Aim of our study was to evaluate the beneficial effect of low dose intrathecal morphine on postoperative analgesia, over the use of intravenous patient controlled anesthesia (PCA), in patients undergoing fast track anesthesia during minimally invasive cardiac surgical procedures. A randomized controlled trial was undertaken after approval from local ethical committee. Written informed consent was obtained from 61 patients receiving mitral or tricuspid or both surgical valve repair in minimal invasive technique. Patients were assigned randomly to 2 groups. Group 1 received general anesthesia and intravenous patient controlled analgesia (PCA) pump with Piritramide (GA group). Group 2 received a single shot of intrathecal morphine (1.5 μg/kg body weight) prior to the administration of general anesthesia (ITM group). Site of puncture was confined to lumbar (L1-2 or L2-3) intrathecal space. The amount of intravenous piritramide used in post anesthesia care unit (PACU) and the first postoperative day was defined as primary end point. Secondary end points included: time for tracheal extubation, pain and sedation scores in PACU upto third postoperative day. For statistical analysis Mann-Whitney-U Test and Fishers exact test (SPSS) were used. We found that the demand for intravenous opioids in PACU was significantly reduced in ITM group (P <0.001). Pain scores were significantly decreased in ITM group until second postoperative day (P <0.01). There was no time delay for tracheal extubation in ITM group, and sedation scores did not differ in either group. We conclude that low dose single shot intrathecal morphine provides adequate postoperative analgesia, reduces the intravenous opioid consumption during the early postoperative period and does not defer early extubation.

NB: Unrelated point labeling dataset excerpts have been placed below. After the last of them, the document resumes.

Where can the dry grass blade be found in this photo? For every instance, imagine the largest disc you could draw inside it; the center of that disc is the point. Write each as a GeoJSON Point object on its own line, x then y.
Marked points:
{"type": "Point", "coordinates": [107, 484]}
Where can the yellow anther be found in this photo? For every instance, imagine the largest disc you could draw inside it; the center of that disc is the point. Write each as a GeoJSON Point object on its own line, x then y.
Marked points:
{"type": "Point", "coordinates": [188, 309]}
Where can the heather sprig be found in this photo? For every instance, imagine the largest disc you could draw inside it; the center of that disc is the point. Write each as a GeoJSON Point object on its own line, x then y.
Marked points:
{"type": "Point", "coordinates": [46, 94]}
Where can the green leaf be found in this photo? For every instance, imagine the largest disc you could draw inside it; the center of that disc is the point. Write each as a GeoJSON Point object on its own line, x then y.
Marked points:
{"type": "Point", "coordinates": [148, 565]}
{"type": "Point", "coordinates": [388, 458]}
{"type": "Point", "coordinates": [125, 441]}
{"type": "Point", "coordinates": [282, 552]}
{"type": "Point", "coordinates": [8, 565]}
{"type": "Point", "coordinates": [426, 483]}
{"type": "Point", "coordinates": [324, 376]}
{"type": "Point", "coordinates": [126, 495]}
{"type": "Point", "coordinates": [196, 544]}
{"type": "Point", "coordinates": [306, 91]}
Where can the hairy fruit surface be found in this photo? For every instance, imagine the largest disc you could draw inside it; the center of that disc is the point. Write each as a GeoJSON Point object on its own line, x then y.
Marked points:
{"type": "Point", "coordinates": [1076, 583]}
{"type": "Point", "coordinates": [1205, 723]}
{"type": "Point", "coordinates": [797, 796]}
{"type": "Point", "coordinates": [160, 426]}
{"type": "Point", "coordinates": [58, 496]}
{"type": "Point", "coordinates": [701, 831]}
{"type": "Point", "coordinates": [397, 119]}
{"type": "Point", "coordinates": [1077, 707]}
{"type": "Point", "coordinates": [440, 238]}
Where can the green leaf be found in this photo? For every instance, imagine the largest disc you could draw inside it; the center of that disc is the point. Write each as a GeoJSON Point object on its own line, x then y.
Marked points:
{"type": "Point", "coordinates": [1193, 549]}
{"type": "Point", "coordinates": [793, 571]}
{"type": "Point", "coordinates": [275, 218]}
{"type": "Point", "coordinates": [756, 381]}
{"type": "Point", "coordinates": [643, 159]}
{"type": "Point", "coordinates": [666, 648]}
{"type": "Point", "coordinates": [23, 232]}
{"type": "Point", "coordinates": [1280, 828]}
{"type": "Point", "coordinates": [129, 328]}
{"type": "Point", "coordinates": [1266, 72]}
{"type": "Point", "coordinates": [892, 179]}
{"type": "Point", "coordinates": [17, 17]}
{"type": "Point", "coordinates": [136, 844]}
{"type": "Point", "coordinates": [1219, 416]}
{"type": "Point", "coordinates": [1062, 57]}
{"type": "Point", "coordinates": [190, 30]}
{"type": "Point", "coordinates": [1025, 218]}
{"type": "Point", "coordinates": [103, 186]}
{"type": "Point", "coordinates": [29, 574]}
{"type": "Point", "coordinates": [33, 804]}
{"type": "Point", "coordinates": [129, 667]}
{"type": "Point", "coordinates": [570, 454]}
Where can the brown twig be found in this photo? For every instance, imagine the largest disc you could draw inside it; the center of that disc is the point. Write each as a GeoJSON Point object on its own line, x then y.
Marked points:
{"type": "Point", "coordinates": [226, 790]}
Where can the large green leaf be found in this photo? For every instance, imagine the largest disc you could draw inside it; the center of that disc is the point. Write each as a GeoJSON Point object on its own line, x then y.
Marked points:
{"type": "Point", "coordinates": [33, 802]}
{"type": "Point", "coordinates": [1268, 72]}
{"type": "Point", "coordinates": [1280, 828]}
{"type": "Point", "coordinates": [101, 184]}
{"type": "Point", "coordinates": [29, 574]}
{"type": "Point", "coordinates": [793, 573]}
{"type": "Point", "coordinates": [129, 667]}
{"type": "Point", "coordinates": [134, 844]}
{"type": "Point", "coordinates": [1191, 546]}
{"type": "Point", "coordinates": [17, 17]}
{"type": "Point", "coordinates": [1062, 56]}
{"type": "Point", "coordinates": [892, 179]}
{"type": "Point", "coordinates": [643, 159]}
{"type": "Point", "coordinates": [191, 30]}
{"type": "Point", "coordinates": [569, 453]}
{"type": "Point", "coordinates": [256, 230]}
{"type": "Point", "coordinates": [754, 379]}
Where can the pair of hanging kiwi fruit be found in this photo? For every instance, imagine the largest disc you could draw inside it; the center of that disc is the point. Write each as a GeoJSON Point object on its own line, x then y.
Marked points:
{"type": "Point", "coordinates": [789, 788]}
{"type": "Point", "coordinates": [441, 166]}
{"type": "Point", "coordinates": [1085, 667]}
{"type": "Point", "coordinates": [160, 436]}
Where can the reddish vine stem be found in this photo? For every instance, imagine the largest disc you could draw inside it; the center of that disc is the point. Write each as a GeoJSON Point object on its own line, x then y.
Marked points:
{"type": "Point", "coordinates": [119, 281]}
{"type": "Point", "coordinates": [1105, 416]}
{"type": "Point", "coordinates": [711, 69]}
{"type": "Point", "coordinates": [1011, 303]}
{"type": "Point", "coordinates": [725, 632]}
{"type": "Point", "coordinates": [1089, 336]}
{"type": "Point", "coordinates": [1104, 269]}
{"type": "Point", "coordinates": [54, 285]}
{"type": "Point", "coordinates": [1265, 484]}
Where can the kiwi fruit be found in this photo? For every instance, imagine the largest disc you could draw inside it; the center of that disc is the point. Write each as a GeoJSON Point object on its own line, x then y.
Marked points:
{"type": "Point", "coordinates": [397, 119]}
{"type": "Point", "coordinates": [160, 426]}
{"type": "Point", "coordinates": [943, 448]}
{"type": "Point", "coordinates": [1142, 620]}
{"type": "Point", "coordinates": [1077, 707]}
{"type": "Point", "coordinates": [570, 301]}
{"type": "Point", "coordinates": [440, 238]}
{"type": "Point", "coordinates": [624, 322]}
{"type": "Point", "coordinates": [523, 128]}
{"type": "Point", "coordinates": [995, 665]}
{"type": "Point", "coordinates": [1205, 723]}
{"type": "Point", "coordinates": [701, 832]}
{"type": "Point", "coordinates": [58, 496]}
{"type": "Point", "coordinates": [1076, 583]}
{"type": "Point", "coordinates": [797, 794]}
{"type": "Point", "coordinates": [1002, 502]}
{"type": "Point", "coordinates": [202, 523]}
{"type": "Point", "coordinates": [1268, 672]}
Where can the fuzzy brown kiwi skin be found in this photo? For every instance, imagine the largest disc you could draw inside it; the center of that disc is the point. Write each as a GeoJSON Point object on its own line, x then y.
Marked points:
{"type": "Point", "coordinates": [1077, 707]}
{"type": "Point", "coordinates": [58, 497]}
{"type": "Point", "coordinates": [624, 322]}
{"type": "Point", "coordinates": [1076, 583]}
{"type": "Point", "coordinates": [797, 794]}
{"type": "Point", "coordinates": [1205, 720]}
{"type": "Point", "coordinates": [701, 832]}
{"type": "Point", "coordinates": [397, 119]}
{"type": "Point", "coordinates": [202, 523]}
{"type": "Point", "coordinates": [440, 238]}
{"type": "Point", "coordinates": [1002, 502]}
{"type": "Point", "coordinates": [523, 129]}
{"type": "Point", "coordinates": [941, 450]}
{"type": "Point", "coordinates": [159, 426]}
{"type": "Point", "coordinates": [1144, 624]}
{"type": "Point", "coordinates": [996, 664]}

Keywords: Intrathecal morphine, fast track anesthesia, minimally invasive cardiac surgery

How to cite this article:
Mukherjee C, Koch E, Banusch J, Scholz M, Kaisers UX, Ender J. Intrathecal morphine is superior to intravenous PCA in patients undergoing minimally invasive cardiac surgery. Ann Card Anaesth 2012;15:122-7

How to cite this URL:
Mukherjee C, Koch E, Banusch J, Scholz M, Kaisers UX, Ender J. Intrathecal morphine is superior to intravenous PCA in patients undergoing minimally invasive cardiac surgery. Ann Card Anaesth [serial online] 2012 [cited 2022 Nov 29];15:122-7. Available from:

First and Second author had equally contributed for the development of this article

   Introduction Top

Patients experience severe pain after cardiac surgery and the intensity of pain is maximum on the first postoperative day. [1] The surgical access of anterolateral thoracotomy for minimally invasive cardiac surgery can stimulate severe post operative pain thereby increasing morbidity. The use of lateral thoracotomy involves resection and/or surgical incision of thoracic cage causing pain. However this minimally invasive approach is known to reduce postoperative pulmonary complications. [2]

Pain control is crucial in a fast track concept with short - acting opioids, to facilitate early extubation and a short stay in intermediate care (IMC) unit. Previous studies have demonstrated the positive effects of high doses of intrathecal morphine on analgesia and respiratory function. [3],[4] Jacobson showed that early extubation was possible with a dosage of 6 μg·kg -1 morphine. [5] The minimal effective dose of intrathecal morphine in cardiac surgery still remains unclear.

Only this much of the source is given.